Entre les deux sœurs, ma préférence va à Elinor : elle est sûrement celle qui souffre le plus dans ce roman, même Marianne qui pourtant tombe malade à cause de ses souffrances n’a pas vécu la moitié de ce qu’à vécu son aînée. Toutes les injustices qu’elle endure, les coups bas qu’elle encaisse font qu’on veut qu’elle obtienne une issue heureuse et que tous ses assaillants paient le prix forts. Elle est décriée par les Ferrars alors que c’est elle qui se démène pour aider Edward lorsqu’il est en mauvaise posture et c’est elle qui est animée des sentiments les plus honorables envers cet homme. Elle est la cible de l’extrême perversité de Lucy Steele et cette garce enfonce jour après jour le couteau, le tournant dans tous les sens en souriant : Elinor encaisse et ne dit rien. Elle supporte et emprunte le chemin de l’acceptation, du deuil de son amour au profit de Lucy qui elle, a reçu la promesse d’un engagement. Elle est la confidente de tout ce beau monde qui ne se soucie pas une seconde de ce que ça induit pour elle : elle sait tout et surtout, elle sait des choses qui l’enfoncent encore plus dans ses malheurs. Le naturel de Marianne m’a beaucoup plu, sa passion pour les choses de la vie et sa façon d’aimer pleinement sont appréciables. Elle est superbe, elle sait créer chez le lecteur un attachement sincère et est souvent le personnage favori d’après ce que j’ai pu lire. Seulement, je me suis plus attachée à la force d’Elinor et à ses efforts, à son côté modéré et à son amour inconditionnel pour sa famille, amour pour lequel elle se refuse à montrer ses souffrances. Elinor est une héroïne comme je les aime, à l’image d’Elizabeth Beckett d’Orgueil et Préjugés. Austen peint à la perfection ces femmes fortes qui savent faire le lien entre bon sens, tenue en société et force de caractère. Un beau mélange pour cette époque où la femme n’était pas encore autorisée à exister en tant qu’individu.
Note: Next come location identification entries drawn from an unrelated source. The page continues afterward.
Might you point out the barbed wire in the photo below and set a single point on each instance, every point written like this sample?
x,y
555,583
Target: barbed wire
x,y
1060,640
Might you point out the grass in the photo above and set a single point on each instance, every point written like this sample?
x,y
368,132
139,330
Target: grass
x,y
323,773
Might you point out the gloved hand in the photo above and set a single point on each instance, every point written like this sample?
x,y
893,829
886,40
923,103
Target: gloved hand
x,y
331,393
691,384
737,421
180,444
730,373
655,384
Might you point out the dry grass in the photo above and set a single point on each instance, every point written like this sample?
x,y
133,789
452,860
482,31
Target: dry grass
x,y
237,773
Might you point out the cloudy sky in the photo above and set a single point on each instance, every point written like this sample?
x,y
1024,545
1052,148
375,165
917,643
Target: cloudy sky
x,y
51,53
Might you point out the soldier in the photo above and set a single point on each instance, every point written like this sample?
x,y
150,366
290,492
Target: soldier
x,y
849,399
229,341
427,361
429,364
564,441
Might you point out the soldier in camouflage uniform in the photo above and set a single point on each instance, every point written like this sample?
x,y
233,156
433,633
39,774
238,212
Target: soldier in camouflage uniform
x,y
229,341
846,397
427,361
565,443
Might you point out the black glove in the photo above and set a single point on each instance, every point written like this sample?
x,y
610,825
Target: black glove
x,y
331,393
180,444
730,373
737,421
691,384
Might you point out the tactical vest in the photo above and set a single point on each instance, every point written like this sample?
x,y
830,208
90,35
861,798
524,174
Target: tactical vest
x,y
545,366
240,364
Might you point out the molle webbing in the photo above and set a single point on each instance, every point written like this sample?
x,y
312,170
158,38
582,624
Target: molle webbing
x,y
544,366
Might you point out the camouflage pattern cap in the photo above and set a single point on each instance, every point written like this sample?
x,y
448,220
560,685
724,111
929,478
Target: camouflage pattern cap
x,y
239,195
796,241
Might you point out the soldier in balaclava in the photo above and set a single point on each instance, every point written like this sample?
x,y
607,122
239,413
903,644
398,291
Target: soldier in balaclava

Comme les autres œuvres d’Austen que j’ai eu plaisir à lire, ce roman m’a transportée dans cette époque où l’amour nait dans un regard, dans une conversation, dans une inclination particulière et où il grandit dans des circonstances où nous, pauvres êtres modernes, nous ne pourrions même pas faire attention à notre voisin. Je suis à chaque fois impressionnée par sa façon de nous faire ressentir l’amour entre deux personnages sans qu’ils ne puissent se parler ouvertement, sans qu’ils ne puissent se toucher, se sentir… C’est superbe de pouvoir, à notre époque, pouvoir ressentir les premiers émois d’une jeune fille d’un autre temps auquel nous aurions tant de mal à aimer sans pouvoir exprimer pleinement nos sentiments. Les héroïnes ne peuvent se fier à leurs cinq sens comme nous nous plaisons à le faire et pourtant, Austen réveille chacun de ses cinq sens chez nous pour qu’on puisse ressentir les mêmes émotions que les sœurs Dashwood. Un véritable coup de maître ! Les paysages sont décrits avec une telle exactitude, les sentiments peints avec émotions, les personnages si vivants… On ne peut que se laisser envahir par son écriture et tomber dans une addiction qui ne finira jamais. On goûte à Austen et ça devient comme le chocolat : on en veut plus ! Sa vision de son époque et franche, elle ne se cache pas derrière des non-dits mais repousse les limites sans tomber dans la caricature extrême : elle dénonce les problèmes de castes et leurs obstacles à certains amours qui devraient pourtant brûler ardemment.
Je le conseille à tous ceux qui aiment le genre, les romans d'époque, les histoires d'amour et à ceux qui sont curieux. Je le conseille aussi aux autres car c'est un vrai délice !
Merci Jane d’avoir existé.
En vraie fan d'Austen, tu vas pouvoir me conseiller ! Je lis peu de classiques, mais Les Hauts de Hurle-Vent m'a bien plu et je voulais essayer du Austen pour rester dans le genre.
RépondreSupprimerLequel me conseillerais-tu pour commencer ?
J'ai lu ta chronique un peu en diagonale, parce que je n'aime pas en savoir trop sur un livre que je pourrais lire, mais on ressent bien ta passion pour cette auteure, c'est très beau :)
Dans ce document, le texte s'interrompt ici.